There is no real point that I am trying to make here. I don't have to remind you that road jobs are dangerous. We are all big boys and big girls, and most of us have been doing this job for a little more then just a day. I am just simply pointing out that though it was not a cop this time, it could very well have been. Like many of us, this guy just simply got dressed that day, said good bye to his family and went to work. He had no way of knowing that it would be the last thing that he would say to them. 

Take care of yourself out there.


----------



## lpwpd722 (Jun 13, 2006)

This year seems particularly hard hit with idiot drivers who are too drunk, distracted by what ever is going on in a vehicle etc. The Move over Law is pretty much a joke.
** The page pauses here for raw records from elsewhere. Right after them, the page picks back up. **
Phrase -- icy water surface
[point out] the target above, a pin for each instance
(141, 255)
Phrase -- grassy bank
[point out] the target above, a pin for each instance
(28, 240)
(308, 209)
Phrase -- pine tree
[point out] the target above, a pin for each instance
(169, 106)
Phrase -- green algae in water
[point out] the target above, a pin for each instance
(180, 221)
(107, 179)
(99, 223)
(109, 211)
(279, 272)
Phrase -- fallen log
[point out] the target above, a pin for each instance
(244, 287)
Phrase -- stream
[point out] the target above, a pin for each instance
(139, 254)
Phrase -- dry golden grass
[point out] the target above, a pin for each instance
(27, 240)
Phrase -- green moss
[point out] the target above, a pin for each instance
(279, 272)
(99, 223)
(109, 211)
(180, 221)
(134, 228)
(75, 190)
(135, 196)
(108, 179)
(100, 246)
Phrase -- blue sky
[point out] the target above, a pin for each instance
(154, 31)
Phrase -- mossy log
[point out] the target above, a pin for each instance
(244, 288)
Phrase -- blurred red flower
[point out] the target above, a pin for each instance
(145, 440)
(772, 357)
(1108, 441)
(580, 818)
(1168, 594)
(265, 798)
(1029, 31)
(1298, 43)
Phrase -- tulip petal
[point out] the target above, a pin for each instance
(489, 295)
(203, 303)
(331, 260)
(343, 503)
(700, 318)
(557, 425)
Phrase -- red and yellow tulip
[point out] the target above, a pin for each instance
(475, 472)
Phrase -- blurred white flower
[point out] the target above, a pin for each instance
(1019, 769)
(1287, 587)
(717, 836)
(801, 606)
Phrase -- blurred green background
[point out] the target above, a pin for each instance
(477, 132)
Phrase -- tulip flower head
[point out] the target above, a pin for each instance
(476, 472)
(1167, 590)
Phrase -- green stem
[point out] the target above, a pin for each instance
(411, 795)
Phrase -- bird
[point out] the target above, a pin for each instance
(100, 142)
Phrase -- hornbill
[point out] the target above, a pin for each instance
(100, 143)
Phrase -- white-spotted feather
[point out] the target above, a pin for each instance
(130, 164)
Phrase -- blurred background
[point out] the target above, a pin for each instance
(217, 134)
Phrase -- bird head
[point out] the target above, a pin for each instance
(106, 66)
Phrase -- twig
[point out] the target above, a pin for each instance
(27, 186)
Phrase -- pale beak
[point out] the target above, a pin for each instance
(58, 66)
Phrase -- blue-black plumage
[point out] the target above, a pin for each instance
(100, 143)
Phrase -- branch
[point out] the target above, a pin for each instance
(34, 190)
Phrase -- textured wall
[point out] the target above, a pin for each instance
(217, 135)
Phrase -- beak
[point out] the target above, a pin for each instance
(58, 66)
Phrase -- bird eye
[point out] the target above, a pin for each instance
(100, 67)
I think there should be some type of campaign such as Click It or Ticket, not like it's going to change anything. Common sense tells you,:stomp: you see a light or hear a siren pull the f over. My god, you guy are trying to make a living and provide for your families working extra hours on details. And, this man who got killed wasn't even an officer. He was just doing his job. 263FPD, I pray for you as well. You seen and did what no man or woman should have to see or do. I'm sure you were a comfort to the family in their time of need. Please, don't let this eat you up. Talk to someone if you think you need to. Sorry for this rant...just so sick and tired of reading and hearing about these senseless deaths.


----------



## 263FPD (Oct 29, 2004)

Don't get me wrong, I have seen plenty of death up-close and personal sinse 1997. I have seen a few very bloody fatals, near fatals and homicides. I guess why this hits so close to home is that it could have just as easily been one of our own guys. Doing the notification was a new experience for me as well. I hate to say it, but all I could think of is my own wife's reaction to something like that. 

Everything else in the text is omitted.